Destitution de Kéléfa Sall : Un Juriste se prononce sur la question

Alors que la question suscite des vives réactions en Guinée, la destitution du Président de la Cour Constitutionnelle, Kéléfa Sall, ne laisse pas indifférent l’opinion publique.

Malgré le soutien des acteurs politiques et des activistes de la Société civile, le président de Cour Constitutionnelle est poussé vers la sortie

Pendant que le sujet fait débat à Conakry, un Juriste se prononce sur la question.

S’exprimant sur les ondes d’une radio locale, Alhassane Makanéra Kaké, Juriste et Professeur d’Université, apporte des précisions sur le sujet qui fait débat en Guinée.

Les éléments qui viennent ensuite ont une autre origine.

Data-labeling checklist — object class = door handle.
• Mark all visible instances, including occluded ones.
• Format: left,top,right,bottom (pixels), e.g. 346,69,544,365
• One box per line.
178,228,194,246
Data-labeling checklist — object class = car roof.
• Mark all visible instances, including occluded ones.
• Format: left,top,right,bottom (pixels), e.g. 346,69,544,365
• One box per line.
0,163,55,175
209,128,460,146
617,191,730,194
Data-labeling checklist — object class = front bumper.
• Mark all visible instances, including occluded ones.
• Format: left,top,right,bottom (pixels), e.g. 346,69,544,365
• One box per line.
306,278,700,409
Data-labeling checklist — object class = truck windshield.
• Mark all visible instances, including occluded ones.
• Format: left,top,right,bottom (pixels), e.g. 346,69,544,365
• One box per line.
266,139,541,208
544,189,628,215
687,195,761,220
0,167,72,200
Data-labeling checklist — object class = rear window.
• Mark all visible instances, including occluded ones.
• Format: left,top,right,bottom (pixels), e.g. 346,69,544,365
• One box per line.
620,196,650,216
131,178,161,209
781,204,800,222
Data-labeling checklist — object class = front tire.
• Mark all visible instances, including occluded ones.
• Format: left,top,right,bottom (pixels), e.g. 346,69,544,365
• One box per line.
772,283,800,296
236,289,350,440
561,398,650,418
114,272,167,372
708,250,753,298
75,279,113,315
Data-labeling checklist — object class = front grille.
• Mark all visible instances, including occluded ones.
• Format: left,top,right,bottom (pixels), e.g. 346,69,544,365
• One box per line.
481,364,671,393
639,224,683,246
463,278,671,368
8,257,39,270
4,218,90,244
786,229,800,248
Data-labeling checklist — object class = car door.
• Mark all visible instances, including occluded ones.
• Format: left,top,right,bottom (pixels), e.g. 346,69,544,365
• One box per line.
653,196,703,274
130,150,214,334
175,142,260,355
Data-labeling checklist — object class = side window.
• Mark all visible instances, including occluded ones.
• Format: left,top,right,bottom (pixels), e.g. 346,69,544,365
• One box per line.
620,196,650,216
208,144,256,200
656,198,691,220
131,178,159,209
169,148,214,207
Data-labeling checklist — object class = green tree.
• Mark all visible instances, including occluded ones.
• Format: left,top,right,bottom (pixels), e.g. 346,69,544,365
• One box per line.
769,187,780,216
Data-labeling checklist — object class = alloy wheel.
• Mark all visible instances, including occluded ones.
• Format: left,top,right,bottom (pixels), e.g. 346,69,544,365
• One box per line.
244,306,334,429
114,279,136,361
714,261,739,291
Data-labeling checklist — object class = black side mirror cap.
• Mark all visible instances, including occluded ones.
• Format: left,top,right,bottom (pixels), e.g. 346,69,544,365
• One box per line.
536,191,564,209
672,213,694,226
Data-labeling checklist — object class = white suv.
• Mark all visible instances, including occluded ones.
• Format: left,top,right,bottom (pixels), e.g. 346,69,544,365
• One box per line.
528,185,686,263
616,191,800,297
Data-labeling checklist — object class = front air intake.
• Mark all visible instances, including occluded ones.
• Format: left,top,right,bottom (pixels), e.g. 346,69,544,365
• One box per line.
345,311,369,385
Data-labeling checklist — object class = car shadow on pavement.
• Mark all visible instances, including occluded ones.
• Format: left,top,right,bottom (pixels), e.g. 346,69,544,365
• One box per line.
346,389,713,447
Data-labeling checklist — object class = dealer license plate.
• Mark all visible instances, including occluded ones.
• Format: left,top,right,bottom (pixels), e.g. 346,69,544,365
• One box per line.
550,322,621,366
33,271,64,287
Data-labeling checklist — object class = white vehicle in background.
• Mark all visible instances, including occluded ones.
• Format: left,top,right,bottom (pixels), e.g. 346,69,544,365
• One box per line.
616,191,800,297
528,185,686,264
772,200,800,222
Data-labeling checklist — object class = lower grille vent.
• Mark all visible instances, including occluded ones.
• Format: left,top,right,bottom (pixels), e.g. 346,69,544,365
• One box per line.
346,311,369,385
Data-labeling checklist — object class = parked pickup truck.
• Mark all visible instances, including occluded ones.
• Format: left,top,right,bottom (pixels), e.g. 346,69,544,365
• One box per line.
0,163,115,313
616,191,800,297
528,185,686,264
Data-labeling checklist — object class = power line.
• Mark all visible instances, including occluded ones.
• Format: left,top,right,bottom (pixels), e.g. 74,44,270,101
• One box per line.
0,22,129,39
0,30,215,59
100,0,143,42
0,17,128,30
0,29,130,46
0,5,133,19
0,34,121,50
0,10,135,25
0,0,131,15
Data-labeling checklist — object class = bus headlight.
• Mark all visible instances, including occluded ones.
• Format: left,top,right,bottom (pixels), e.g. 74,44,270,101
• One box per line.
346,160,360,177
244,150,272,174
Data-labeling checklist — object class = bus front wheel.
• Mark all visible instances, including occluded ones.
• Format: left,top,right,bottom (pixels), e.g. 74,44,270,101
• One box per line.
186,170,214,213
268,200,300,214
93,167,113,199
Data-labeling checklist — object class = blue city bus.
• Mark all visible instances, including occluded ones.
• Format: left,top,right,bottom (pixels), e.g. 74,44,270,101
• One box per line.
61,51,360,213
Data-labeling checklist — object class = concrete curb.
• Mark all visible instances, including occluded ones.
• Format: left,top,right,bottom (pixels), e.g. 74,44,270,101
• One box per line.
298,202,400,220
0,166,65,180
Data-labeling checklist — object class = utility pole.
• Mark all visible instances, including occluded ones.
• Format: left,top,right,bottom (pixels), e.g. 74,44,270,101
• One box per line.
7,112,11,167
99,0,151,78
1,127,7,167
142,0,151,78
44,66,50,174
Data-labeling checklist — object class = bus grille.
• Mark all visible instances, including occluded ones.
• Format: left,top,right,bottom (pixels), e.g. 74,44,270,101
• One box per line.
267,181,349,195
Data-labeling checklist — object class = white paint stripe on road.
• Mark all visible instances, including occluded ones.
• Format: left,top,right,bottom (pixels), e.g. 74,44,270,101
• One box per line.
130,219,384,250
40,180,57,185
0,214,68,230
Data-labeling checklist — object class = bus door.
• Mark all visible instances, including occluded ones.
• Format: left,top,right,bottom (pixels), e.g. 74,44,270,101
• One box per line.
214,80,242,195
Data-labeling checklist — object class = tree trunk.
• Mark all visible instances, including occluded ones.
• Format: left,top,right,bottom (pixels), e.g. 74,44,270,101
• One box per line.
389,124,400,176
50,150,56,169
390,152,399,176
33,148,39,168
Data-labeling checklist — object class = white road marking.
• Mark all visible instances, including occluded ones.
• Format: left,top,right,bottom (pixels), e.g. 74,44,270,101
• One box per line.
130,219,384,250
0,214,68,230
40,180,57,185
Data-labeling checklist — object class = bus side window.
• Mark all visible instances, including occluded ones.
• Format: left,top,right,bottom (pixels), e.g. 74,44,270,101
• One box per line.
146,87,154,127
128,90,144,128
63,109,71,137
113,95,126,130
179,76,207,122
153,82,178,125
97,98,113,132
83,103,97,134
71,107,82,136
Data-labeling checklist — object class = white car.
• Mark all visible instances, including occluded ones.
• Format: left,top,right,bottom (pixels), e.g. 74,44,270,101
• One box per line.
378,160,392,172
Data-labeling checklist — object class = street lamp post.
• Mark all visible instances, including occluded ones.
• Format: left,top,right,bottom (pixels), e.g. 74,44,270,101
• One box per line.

Selon lui, « L’état d’empêchement qui est déclaré ne pousse pas le président vers la sortie parce qu’il est toujours membre de la Cour constitutionnelle mais plutôt c’est l’empêchement d’exercer ses fonctions de président de la Cour constitutionnelle. Il faut faire cette nuance. L’arrêt ne lui retire pas la qualité de membre de la Cour constitutionnelle. Si on pose la question de la légalité, ça nous amène à poser une série de questions. La première, la Cour est-elle compétente ? Oui lorsqu’on vise l’article 93 de la constitution qui dit que la Cour constitutionnelle est l’organe régulateur du fonctionnement du pouvoir législatif et exécutif et des organes de l’Etat. La Cour constitutionnelle fait partie de ces organes. Ensuite, si on prend l’article 11 de la loi organique, la loi organique donne la possibilité de révoquer ou de destituer un membre lorsqu’il y a parjure et condamnation définitive. Donc, jusqu’à ce niveau, on peut trouver le fondement juridique de la décision. Mais comme le droit ne se limite pas au pouvoir de faire, mais comment faire ? Le comment faire ramène à une autre question. Comment faire ? C’est la procédure. Si vous lisez le texte, vous verrez que la procédure de destitution pose deux cas. Condamnation pour crime et délit qui se fait devant la Cour suprême et la parjure. Mais si vous le constatez très bien, la partie parjure n’est pas définie. A ce niveau, il y a un vide juridique. Du fait qu’il y a un vide juridique, ça n’empêche pas le juge de statuer. Quand il y a vide, le juge pour éviter le déni de justice a l’obligation de créer le droit mais quand vous lisez bien l’Arrêt, ce sont les pièces versées au dossier. L’une des dernières questions c’est de dire qu’il y a un Arrêt, que peut-on faire ? Si on cherche dans les textes, on le retrouve dans l’article 99 de notre Constitution qui dit que les arrêts de la Cour constitutionnelle s’imposent à tous et il n’y a aucune possibilité de recours. C’est juridiquement fermé. », explique-t-il.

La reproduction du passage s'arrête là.